刷了几道题,终于一个自己会写的了,仅使用了where条件判断,然后order by排序一下就行。终于一遍AC,funny

select id, movie, description, rating from cinema

where description != 'boring' and mod(id, 2) = 1

order by rating desc

4.1 TO_DAYS函数(将日期转换成天数的时间戳)

Given a Weather table, write a SQL query to find all dates' Ids with higher temperature compared to its previous (yesterday's) dates.

+---------+------------+------------------+

| Id(INT) | Date(DATE) | Temperature(INT) |

+---------+------------+------------------+

| 1 | 2015-01-01 | 10 |

| 2 | 2015-01-02 | 25 |

| 3 | 2015-01-03 | 20 |

| 4 | 2015-01-04 | 30 |

+---------+------------+------------------+

For example, return the following Ids for the above Weather table:

+----+

| Id |

+----+

| 2 |

| 4 |

+----+

解题思路:

该题主要是需要了解TO_DAYS()函数,解决了,当天比前一天的问题,整道题就迎刃而解了

select w1.id from weather w1, weather w2

where TO_DAYS(w1.date) = TO_DAYS(w2.date)+1

and w1.temperature > w2.temperature

5. 其他

5.1

假设一个网站包含两个表,Customers 表和 Orders 表。
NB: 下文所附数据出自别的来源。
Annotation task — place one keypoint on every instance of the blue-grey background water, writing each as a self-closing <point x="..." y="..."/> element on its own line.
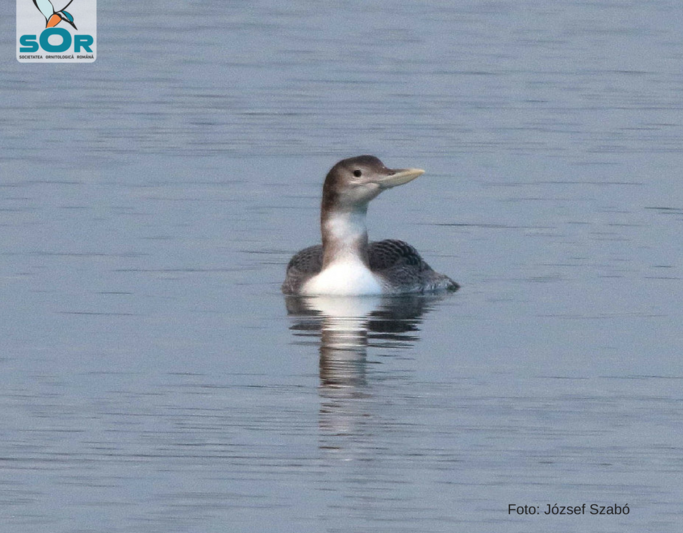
<point x="151" y="376"/>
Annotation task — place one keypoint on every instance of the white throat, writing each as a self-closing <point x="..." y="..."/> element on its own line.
<point x="344" y="272"/>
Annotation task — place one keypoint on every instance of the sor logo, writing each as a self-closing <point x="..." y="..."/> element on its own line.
<point x="67" y="36"/>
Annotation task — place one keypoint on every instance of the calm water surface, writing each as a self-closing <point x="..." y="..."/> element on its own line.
<point x="152" y="376"/>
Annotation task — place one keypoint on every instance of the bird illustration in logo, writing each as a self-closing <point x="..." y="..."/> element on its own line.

编写一个SQL语句找出所有从不订购任何东西的客户。

表名: Customers。

+----+-------+

| Id | Name |

+----+-------+

| 1 | Joe |

| 2 | Henry |

| 3 | Sam |

| 4 | Max |

+----+-------+

Table: Orders.

+----+------------+

| Id | CustomerId |

+----+------------+

| 1 | 3 |

| 2 | 1 |

+----+------------+

以上述表格为例,返回以下内容:

+-----------+

| Customers |

+-----------+

| Henry |

| Max |

+-----------+

答案:

select name as Customers from customers where customers.id not in (select customerid from orders)

5.1

The Employee table holds all employees including their managers. Every employee has an Id, and there is also a column for the manager Id.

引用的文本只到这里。